The Denver Nuggets and the Washington Wizards agreed to overhaul their backcourts by coming to terms on a deal ahead of free agency. Who won the deal?
Trade Grades: Denver Nuggets and Washington Wizards Swap Guards
Terms of the Deal:
Denver Nuggets Grade: B
This is the latest installment in a busy offseason for the Denver Nuggets. They let Tim Connelly leave his position as general manager to become the president of the Minnesota Timberwolves. They traded JaMychal Green to the Oklahoma City Thunder for the no. 30 pick in the draft, ensuring they wouldn’t owe Green over $8 million during the 2022-2023 season. Nuggets owner Stan Kroenke, despite an estimated worth of $10.7 billion, continues to make sure the team avoids the luxury tax at all costs. Caldwell-Pope and Smith will be free agents in 2023, while Barton and Morris are signed through 2024. Smith also makes over $4 million less this season than Morris.

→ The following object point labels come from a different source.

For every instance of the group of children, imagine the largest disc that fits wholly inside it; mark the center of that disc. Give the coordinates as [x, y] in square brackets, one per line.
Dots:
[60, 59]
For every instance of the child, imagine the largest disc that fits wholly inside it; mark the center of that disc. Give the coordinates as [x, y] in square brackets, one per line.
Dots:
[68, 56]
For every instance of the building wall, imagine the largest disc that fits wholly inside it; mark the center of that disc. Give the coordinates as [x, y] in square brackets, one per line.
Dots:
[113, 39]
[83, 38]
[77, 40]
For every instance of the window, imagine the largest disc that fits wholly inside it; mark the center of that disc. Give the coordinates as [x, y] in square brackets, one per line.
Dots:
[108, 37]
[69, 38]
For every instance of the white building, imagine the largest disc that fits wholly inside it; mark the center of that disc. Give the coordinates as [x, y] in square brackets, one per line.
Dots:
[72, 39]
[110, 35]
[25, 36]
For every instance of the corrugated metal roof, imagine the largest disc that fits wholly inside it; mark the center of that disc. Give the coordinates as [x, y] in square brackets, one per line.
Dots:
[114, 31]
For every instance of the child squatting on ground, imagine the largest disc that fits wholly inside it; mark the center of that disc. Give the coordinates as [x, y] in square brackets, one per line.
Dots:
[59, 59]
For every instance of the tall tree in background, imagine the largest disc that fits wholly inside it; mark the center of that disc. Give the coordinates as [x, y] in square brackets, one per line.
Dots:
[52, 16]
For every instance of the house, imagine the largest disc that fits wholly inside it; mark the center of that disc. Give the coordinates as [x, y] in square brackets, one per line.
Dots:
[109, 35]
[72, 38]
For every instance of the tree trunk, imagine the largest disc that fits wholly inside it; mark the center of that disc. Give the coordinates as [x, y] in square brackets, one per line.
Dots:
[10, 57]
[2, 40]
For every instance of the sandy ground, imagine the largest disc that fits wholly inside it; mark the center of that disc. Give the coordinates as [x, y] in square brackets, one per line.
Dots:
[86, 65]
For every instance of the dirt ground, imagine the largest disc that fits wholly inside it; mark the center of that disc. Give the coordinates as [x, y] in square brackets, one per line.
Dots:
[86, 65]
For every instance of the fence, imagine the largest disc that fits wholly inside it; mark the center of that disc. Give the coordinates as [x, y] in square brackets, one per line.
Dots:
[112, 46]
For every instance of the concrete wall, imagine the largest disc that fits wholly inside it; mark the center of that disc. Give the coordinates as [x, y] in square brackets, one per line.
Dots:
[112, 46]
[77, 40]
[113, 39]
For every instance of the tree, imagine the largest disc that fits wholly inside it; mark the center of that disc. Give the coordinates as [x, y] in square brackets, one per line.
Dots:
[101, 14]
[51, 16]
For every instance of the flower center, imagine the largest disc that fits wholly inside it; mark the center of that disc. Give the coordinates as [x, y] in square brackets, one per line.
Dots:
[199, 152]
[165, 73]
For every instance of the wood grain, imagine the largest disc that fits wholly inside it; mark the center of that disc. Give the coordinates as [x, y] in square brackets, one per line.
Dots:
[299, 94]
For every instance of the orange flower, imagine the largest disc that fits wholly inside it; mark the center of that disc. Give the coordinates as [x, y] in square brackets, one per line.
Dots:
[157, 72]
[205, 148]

Luckily, this trade helps the Nuggets on the court as well as in the wallet. Caldwell-Pope immediately becomes Denver’s starting shooting guard. He’ll be able to chase Stephen Curry around screens and stay in front of Donovan Mitchell as he barrels towards the rim. Caldwell-Pope hasn’t shot below 38.5% from three since 2019, and Nikola Jokić should gift him the easiest shots of his career. Denver needs Jamal Murray and Michael Porter Jr. healthy to place Caldwell-Pope in the right offensive role. The uncertainty surrounding Murray’s recovery from a torn ACL makes the downgrade from Morris to Smith worrisome. If Murray misses significant time again the Nuggets will struggle without a ready-made replacement available.

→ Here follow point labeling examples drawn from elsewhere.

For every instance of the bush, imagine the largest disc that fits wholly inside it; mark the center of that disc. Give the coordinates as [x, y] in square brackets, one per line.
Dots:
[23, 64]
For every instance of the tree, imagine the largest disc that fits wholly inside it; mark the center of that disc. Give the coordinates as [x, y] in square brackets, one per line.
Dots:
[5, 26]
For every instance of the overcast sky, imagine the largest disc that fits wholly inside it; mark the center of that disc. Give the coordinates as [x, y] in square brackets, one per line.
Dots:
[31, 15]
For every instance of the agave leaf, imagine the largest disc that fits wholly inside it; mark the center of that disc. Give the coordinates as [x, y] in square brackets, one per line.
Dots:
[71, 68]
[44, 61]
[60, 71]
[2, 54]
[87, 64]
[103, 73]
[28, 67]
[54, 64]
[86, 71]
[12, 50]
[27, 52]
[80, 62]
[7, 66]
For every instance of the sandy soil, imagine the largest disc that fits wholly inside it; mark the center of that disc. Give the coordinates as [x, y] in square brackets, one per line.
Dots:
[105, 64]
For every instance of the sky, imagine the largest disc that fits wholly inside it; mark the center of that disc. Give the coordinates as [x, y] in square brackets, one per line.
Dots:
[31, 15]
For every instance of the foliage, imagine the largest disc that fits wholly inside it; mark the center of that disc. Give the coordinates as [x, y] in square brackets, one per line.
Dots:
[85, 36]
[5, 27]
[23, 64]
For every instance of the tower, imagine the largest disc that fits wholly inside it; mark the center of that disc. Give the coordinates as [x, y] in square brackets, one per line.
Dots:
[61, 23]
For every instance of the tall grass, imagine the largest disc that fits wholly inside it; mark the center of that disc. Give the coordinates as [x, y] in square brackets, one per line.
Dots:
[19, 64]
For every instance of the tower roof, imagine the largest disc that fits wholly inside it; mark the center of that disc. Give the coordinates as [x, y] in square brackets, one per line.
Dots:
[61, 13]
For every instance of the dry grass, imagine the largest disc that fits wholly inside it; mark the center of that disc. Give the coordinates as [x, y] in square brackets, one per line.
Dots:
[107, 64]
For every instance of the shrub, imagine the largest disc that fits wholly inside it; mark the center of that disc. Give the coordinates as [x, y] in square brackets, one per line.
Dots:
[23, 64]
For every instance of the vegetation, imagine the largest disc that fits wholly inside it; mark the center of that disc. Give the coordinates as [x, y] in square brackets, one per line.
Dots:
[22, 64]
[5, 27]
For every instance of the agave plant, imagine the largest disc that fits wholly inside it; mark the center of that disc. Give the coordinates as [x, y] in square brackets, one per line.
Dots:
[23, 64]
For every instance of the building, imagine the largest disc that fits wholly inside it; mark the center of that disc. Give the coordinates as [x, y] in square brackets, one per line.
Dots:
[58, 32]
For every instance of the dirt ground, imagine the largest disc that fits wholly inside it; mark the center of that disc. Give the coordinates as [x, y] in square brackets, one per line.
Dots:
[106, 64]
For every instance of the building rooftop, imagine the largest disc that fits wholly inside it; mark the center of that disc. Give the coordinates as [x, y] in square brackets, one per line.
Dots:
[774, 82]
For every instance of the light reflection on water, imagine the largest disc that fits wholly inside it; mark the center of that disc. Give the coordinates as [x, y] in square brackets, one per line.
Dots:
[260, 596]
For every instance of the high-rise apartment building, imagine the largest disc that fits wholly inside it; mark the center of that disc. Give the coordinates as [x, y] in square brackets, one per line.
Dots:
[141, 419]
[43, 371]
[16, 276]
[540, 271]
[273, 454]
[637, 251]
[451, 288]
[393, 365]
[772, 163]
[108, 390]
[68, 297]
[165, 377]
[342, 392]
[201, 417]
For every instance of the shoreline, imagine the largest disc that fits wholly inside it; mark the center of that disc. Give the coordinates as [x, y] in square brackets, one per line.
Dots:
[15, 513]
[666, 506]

Washington Wizards Grade: C-
This trade does fill a need for Washington, assuming Bradley Beal re-signs with the team as rumored. Washington needed to add a point guard after trading Spencer Dinwiddie (and Dāvis Bertāns) for Kristaps Porziņģis last season. Head Coach Wes Unseld Jr. was a Denver assistant before the 2021-2022 season and is familiar with Morris and Barton.
Morris has been in the league for five seasons and is firmly established as one of the best backup point guards in the league, but is underqualified to start. Since Jokić is essentially Denver’s point guard, Morris hasn’t been asked to set up teammates like other point guards. Per Cleaning the Glass, he assisted on just 20% of his teammates’ made shots last season, lower than all but 10% of the league’s point guards. Considering Washington has no perimeter defender to replace Caldwell-Pope, they paid a large price to upgrade at backup point guard.
Barton is a solid scoring wing, but he’s spindly, making him a better fit at shooting guard. That’s Beal’s position, and the Wizards have a number of young wings taken with recent lottery picks like Rui Hachimura, Deni Avdija, and Corey Kispert. Their no. 10 pick in this year’s draft, Johnny Davis, plays shooting guard as well, and it’s hard to see how Barton fits into this mix. Perhaps Washington is planning to play Beal more at point guard this season, with Morris as his backup and the young players teaming with Barton on the wings. That would be an intriguing look for a team that hasn’t finished with a winning record since 2018.